The impact of radiation on living tissue is complicated by the type of radiation and the variety of tissues but let´s try to understand how it would affect DNA.

Ionizing radiation, by definition, "ionizes" that means that it can remove electrons from an atom. When ionizing radiation interacts with a cell, several things can happen:

1) The radiation could pass through the cell without damaging the DNA

2) It could damage cell´s DNA but the DNA repairs itself

3)It could prevent the DNA from replicating

4) It could damage the DNA so badly that the cell dies.
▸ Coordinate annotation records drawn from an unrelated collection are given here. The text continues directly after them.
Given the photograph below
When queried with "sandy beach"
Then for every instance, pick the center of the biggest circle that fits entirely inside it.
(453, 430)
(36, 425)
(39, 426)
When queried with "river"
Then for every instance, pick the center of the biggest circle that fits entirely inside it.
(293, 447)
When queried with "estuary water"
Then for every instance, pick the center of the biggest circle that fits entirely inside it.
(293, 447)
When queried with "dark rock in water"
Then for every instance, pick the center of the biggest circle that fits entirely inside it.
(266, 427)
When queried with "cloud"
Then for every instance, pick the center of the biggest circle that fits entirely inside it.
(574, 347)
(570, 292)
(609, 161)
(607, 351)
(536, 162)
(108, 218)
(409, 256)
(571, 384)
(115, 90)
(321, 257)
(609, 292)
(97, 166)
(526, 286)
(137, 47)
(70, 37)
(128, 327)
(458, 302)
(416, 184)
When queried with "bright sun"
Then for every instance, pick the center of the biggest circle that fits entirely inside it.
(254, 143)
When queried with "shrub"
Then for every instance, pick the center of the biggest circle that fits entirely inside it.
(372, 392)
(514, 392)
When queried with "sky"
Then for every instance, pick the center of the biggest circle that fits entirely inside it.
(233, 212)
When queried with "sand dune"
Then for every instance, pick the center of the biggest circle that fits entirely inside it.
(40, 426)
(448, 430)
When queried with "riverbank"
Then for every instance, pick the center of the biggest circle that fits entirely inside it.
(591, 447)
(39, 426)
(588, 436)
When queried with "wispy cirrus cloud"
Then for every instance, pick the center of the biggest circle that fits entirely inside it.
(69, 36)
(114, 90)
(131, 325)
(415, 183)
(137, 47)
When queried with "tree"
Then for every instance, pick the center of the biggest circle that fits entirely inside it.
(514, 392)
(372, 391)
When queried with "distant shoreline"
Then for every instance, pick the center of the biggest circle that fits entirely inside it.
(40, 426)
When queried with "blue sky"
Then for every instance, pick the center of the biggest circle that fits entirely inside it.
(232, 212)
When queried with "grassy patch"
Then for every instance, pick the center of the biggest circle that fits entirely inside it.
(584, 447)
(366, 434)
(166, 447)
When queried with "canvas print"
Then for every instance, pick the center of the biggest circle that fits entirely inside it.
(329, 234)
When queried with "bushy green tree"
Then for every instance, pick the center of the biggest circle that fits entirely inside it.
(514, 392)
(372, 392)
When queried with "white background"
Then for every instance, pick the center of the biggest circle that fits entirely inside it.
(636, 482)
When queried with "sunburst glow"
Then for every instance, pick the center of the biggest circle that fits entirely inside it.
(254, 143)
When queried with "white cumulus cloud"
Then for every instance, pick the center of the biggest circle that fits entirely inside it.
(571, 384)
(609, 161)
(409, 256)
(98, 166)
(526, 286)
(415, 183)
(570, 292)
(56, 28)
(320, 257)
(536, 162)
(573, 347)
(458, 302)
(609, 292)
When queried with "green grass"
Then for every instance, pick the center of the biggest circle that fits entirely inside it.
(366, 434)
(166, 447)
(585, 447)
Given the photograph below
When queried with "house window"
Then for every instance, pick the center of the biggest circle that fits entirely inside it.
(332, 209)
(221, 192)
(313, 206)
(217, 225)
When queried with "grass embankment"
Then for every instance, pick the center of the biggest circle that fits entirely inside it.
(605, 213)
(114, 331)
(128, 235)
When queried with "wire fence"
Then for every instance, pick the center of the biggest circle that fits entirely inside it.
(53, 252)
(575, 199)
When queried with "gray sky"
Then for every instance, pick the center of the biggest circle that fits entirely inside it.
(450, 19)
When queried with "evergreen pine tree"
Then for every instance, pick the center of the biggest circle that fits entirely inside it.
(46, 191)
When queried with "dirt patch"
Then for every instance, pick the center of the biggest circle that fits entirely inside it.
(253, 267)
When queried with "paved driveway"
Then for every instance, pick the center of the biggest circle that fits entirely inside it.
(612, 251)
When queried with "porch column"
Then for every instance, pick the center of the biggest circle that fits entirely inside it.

This is called apoptosis.

Alpha particles, beta particles and X-rays can directly affect a DNA molecule in different ways:

-Changing the chemical structure of bases

-Breaking the sugar-phosphate backbone

-Breaking the hydrogen bonds conncecting the base pairs

Direct action can lead to either DNA damage or DNA mutations (changes to the sequence of base pairs that are not repaired).

Radiation can also interact indirectly with DNA: it can affect other molecules creating free radicals (hydrogen (H+) and hydroxyls (OH-) ions). Free radicals are highly reactive, they can react with hydrogen atoms inside a DNA molecule to form hydrogen peroxide (H2O2). This can cause the types of DNA damage we talked about earlier.